Wednesday, August 24, 2005

Why Bush Truly Is That Stupid

In the face of the hurt and anger we liberals have endured since the U.S. Supreme Court handed the presidency to George W. Bush in 2000, we've also reveled in his many statements and deeds that seem to show a man who would not do well on a basic IQ test.

We point to Bush statements like "After all, Europe is America's closest ally," and his routine mangling of the language as signs that he's not the sharpest knife in the drawer. He's certainly provided Leno and Letterman with a treasure trove of "dumb" jokes over the last five years.

But to understand that Bush's lack of intellect is real – and very dangerous to U.S. interests – requires that we look at his statements through the prism of his oversimplified way of looking at the world. When that is done, one can't help but come away with the horrible realization that it's beyond a joke made by partisans. We are forced to conclude that our president really is that stupid.

For example, when trying to swat away the annoyance of the majority of Americans no longer believing in the Iraq quagmire and, in particular, Casey Sheehan's Mom, Cindy, Bush said yesterday that "I've met with a lot of [military] families. She doesn't represent the view of a lot of families I have met with."
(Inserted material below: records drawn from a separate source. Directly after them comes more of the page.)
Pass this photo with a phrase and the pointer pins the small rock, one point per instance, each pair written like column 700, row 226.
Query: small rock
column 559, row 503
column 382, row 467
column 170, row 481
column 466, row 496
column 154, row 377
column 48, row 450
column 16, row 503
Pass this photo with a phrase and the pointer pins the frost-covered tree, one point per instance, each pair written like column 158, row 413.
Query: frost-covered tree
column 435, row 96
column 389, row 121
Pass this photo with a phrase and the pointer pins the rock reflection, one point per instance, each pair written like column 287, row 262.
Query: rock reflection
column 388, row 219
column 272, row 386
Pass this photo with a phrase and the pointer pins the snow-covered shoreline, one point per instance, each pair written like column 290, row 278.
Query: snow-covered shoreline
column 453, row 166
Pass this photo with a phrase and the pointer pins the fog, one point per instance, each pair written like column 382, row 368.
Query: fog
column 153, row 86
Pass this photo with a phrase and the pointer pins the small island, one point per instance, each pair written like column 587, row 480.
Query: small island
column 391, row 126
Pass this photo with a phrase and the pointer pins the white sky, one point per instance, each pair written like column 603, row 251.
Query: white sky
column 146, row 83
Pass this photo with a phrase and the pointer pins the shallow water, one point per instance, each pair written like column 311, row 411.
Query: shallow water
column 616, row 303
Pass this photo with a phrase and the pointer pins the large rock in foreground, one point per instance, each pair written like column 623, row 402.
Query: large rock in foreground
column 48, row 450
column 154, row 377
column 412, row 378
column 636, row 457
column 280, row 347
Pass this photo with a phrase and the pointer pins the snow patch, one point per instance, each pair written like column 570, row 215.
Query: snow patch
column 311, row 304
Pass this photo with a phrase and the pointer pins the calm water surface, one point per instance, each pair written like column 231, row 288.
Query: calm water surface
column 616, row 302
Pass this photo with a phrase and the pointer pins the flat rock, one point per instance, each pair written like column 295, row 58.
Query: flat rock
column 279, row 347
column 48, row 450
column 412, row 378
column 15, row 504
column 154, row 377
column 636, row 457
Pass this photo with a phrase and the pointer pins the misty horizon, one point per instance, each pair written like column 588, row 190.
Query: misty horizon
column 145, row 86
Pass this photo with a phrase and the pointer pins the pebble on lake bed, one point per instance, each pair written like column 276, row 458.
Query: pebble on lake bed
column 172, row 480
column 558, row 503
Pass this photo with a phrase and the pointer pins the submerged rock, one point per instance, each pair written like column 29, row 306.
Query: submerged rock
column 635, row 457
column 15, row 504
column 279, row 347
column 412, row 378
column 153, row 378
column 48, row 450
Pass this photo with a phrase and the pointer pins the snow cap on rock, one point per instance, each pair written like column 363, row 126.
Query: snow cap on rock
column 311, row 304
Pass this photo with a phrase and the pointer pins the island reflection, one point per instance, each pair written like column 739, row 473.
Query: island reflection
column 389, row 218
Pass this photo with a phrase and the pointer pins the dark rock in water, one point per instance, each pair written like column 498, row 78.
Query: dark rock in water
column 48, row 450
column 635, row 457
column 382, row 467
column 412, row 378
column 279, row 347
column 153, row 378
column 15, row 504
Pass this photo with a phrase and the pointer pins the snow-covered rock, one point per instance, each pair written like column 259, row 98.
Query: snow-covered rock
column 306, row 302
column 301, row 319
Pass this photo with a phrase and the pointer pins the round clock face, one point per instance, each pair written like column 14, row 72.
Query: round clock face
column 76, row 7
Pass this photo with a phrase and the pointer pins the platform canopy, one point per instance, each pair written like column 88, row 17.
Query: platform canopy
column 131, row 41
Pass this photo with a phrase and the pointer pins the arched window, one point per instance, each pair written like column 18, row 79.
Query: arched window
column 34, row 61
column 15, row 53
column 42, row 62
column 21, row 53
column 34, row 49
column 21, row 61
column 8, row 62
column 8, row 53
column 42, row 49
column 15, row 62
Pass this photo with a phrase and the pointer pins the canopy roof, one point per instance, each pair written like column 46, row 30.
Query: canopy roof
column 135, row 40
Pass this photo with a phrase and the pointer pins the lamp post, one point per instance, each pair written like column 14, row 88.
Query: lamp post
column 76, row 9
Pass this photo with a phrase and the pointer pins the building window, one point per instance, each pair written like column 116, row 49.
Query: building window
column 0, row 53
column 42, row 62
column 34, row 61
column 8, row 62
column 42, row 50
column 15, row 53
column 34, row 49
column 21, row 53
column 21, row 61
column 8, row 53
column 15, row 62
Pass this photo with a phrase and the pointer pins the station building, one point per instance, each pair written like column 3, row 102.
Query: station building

And, to Bush, that is that.

Because George W. Bush's mind doesn't look beyond the surface level of a circumstance or an argument. To him, the easiest way to handle a complex problem is to assign a protagonist like Cindy Sheehan to an isolated group and evaluate her opinions within that small context. If Sheehan were African-American, I would not have been surprised if Bush said "I've met with a lot of black military families. She doesn't represent the view of a lot of black families I have met with."

The president doesn't understand that Cindy Sheehan is also a spokesperson for a much larger movement and, despite poll numbers that show mainstream Americans of every political stripe rejecting the Iraq war, he finds it easier to minimize her opinion by putting her in a very small box.

But that box is bigger than the president's brain can imagine.

I am 48 years old, married, with an eight-year-old son and live in New York. I've done my time in the military and my son isn't old enough to be taken. Cindy Sheehan speaks for me. I got a call from a high-school friend in Omaha, who was in tears over the idea that her daughter might join the Army and be sent immediately to Iraq. Cindy Sheehan speaks for her. And I talked recently to a single, thirty-something friend in California with no personal ties whatsoever to the Iraq war – he thinks it's bad for our country, our economy and for world peace. Cindy Sheehan speaks for him too.

Not a "military family" in the bunch there.

Sadly, we have a president whose mind doesn't travel that far or that fast. He lives in an oversimplified world and runs from larger issues by isolating opponents and categorizing them into the smallest context he possibly can – no matter how inaccurate that may be. And America is not served by the people Bush surrounds himself with, who continue to let him live in this cordoned-off fantasy world.

People often refer to the President of the United States as the leader of the free world. If that is indeed true, we have evidence beyond what the late-night hosts laugh about to suggest that he is simply not that smart a guy.

And, for the entire world, that is no joke.